Researchers at Ben-Gurion University of the Negev Cyber Security Research Center have created malware, called Fansmitter, that can hack an air-gapped computer by manipulating the speed of its CPU and chassis cooling fan to create sound signals that are picked up by a smartphone's microphone.
Creating a scenario where this hack can work requires several prerequisite steps, the researchers wrote. Essentially what is done is the malware sets up the computer's fan to act like a transmitter, while the smartphone acts as a receiver. The researchers said the air-gapped target computer first has to be physically compromised. They cited the Stuxnet attack – when a USB drive was reportedly used to deploy the malware that then attacked machinery at an Iranian nuclear facility – as one example of how this could be accomplished.
The smartphone must also be hacked prior to the attack enabling it to receive the data. In addition, it must be located within 24 feet of the target computer.
The computer then gathers the desired data which is modulated and transmitted using the acoustic sound waves emitted from the computer's cooling fan, created by running it faster or slower. This information is “heard” by the hacked smartphone, decoded and transmitted to the hacker.
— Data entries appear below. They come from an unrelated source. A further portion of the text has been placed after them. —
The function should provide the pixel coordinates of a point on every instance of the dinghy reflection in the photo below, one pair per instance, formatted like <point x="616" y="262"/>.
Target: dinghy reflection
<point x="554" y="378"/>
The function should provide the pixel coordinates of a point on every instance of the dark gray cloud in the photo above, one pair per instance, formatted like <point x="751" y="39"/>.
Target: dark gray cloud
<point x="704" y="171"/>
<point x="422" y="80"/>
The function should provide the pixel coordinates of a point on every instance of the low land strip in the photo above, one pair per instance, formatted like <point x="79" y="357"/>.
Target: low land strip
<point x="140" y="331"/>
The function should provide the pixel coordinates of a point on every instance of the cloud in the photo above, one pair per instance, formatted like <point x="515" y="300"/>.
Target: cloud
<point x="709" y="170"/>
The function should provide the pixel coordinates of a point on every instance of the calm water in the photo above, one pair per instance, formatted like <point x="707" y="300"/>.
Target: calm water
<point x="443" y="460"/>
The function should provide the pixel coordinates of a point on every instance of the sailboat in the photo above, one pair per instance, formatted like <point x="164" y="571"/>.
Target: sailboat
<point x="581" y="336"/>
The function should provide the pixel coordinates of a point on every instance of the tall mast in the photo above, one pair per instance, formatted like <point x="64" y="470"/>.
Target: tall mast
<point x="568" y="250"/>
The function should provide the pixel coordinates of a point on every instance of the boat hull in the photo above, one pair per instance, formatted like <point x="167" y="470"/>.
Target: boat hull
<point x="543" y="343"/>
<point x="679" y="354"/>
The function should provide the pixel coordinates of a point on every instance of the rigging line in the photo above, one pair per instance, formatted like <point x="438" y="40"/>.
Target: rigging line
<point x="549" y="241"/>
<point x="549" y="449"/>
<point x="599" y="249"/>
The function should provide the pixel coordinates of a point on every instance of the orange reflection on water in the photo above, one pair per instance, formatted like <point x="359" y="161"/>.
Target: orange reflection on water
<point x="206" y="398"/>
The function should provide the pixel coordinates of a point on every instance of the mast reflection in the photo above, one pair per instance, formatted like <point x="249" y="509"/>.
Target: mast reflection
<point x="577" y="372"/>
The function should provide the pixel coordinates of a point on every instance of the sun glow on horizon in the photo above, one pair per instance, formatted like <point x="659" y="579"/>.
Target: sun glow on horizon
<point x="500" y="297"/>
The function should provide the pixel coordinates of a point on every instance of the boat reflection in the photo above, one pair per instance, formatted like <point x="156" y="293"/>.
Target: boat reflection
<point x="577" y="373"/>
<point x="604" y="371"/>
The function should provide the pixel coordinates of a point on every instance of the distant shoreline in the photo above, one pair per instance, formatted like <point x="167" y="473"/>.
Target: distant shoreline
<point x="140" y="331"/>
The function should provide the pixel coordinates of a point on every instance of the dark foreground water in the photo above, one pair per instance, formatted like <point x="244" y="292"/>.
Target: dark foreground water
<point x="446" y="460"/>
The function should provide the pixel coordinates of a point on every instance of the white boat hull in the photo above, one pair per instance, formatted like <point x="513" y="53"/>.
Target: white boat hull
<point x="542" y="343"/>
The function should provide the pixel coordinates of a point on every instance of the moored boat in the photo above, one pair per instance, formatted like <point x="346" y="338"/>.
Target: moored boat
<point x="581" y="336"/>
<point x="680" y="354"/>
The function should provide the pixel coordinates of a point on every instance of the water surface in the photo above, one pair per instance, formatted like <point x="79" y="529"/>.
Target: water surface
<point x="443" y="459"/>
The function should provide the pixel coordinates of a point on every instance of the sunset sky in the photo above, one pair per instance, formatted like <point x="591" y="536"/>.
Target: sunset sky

“We show that software can regulate the internal fan's speed in order to control the acoustic waveform emitted from a computer,” the report said. "Binary data can be modulated and transmitted over these audio signals to a remote microphone."
The process is time-consuming with the fan only able to transmit the data at 15 bits per minute.
Fansmitter was successfully tested in a normal work environment with ambient background noises being generated by an air conditioning system, several other computer workstations and people.